Preheat Oven
Preheat your oven to 325°F (160°C).
Season and Sear the Ribs
Generously season short ribs with salt and pepper. In a large Dutch oven, heat olive oil over medium-high. Sear the ribs in batches until browned on all sides, about 3–4 minutes per side. Transfer to a plate.
Sauté Aromatics
In the same pot, add onion, carrots, and celery. Cook 5–6 minutes until softened. Add garlic and tomato paste; cook another 1–2 minutes until fragrant.
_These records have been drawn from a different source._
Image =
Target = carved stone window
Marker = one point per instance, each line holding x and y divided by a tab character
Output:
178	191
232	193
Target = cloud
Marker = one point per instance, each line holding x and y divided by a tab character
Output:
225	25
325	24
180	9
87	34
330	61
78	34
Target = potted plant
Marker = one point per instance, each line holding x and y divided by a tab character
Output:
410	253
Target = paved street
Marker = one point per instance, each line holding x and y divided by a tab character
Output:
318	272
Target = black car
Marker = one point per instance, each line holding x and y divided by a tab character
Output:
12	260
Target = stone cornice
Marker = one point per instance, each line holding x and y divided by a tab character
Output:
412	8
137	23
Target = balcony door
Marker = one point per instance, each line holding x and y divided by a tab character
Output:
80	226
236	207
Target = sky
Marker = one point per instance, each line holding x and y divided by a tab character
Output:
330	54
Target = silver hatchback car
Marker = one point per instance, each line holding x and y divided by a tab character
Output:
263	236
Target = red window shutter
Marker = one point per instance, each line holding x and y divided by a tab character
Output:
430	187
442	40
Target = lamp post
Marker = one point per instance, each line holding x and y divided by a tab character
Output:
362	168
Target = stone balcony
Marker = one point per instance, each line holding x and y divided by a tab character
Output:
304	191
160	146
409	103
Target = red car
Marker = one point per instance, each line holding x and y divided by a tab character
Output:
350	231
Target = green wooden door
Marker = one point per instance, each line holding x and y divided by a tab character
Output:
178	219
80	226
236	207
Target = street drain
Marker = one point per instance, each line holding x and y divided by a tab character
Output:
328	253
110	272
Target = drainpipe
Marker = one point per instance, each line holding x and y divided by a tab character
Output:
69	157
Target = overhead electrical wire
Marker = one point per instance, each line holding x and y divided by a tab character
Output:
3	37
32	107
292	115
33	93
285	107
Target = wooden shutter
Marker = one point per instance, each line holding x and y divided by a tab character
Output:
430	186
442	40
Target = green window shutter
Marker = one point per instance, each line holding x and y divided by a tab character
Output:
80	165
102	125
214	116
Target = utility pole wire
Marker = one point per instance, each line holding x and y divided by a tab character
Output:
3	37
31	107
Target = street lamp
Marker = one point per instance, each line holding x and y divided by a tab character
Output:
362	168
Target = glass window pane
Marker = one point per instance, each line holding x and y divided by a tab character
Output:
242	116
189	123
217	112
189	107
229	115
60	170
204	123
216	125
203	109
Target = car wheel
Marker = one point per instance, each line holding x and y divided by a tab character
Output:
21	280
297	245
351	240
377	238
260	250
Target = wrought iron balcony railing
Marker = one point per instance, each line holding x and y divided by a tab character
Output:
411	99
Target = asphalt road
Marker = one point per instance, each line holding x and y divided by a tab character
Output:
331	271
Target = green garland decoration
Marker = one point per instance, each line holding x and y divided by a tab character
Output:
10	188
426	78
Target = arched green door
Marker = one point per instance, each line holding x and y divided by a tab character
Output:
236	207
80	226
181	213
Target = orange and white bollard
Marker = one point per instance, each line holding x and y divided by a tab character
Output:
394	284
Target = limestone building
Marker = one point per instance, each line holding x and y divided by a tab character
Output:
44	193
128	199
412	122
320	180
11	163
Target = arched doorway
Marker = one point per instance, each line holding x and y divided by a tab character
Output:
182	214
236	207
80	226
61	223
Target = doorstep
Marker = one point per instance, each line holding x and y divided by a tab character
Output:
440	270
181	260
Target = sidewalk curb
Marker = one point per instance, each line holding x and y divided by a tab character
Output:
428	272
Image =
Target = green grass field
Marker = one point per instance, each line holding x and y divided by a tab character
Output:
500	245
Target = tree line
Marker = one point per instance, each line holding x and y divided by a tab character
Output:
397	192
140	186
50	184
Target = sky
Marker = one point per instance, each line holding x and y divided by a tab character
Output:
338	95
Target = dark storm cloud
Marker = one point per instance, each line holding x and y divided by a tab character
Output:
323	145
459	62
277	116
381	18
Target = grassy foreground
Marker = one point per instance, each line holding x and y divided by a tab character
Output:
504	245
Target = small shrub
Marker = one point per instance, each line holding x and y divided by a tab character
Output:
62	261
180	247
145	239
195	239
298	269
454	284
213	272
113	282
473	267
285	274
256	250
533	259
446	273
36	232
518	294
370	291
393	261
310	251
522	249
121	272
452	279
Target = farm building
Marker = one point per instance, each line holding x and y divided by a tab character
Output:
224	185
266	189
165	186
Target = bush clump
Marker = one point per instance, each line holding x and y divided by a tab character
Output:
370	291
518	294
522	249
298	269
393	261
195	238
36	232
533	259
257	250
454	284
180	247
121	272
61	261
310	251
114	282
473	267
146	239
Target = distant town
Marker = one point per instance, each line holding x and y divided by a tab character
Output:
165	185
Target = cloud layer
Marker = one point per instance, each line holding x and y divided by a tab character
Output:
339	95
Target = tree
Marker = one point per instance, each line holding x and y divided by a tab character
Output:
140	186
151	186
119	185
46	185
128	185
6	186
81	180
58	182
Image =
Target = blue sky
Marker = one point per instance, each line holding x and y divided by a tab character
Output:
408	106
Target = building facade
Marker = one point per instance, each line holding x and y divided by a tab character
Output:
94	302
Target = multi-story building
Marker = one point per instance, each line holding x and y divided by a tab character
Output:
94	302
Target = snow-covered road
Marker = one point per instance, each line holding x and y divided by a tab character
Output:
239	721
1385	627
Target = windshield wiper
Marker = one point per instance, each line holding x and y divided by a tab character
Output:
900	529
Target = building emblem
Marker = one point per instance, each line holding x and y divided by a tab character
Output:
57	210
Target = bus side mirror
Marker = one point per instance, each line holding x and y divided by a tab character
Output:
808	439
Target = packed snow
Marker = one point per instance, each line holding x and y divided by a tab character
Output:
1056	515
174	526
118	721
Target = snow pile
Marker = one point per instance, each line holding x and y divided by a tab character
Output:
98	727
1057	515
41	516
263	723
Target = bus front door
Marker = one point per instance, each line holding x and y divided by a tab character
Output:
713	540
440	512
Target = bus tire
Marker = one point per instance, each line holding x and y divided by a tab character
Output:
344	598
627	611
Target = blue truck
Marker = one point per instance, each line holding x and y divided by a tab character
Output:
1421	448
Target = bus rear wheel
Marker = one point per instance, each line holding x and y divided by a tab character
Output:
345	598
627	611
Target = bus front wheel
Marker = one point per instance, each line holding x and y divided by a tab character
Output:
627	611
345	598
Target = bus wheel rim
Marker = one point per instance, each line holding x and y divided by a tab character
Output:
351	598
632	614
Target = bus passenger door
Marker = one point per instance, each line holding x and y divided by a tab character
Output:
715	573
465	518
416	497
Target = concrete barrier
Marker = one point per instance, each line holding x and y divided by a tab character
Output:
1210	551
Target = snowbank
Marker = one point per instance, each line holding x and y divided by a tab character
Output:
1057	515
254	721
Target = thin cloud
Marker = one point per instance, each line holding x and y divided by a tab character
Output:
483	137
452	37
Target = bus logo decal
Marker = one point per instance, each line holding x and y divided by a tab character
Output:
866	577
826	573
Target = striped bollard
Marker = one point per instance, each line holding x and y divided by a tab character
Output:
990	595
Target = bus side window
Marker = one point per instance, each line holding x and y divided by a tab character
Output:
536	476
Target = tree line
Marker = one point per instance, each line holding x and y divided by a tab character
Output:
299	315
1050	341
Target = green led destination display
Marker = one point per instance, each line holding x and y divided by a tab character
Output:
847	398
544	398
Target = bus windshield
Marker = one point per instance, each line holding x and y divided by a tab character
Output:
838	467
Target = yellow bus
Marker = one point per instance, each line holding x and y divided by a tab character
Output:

Deglaze and Build the Sauce
Pour in red wine, scraping up brown bits from the bottom. Simmer 5 minutes to reduce slightly. Stir in beef broth and cranberries. Return ribs to the pot. Add rosemary, thyme, and bay leaf.
Braise
Cover with a tight-fitting lid and place in the oven. Braise for 2½ to 3 hours, or until the meat is fork-tender and falling off the bone.
Finish the Sauce
Remove the ribs and herbs. Skim fat from the surface. Simmer the sauce on the stovetop to thicken slightly, if desired. Taste and adjust seasoning.
Serve
Serve ribs over mashed potatoes, creamy polenta, or crusty bread with plenty of sauce spooned over top.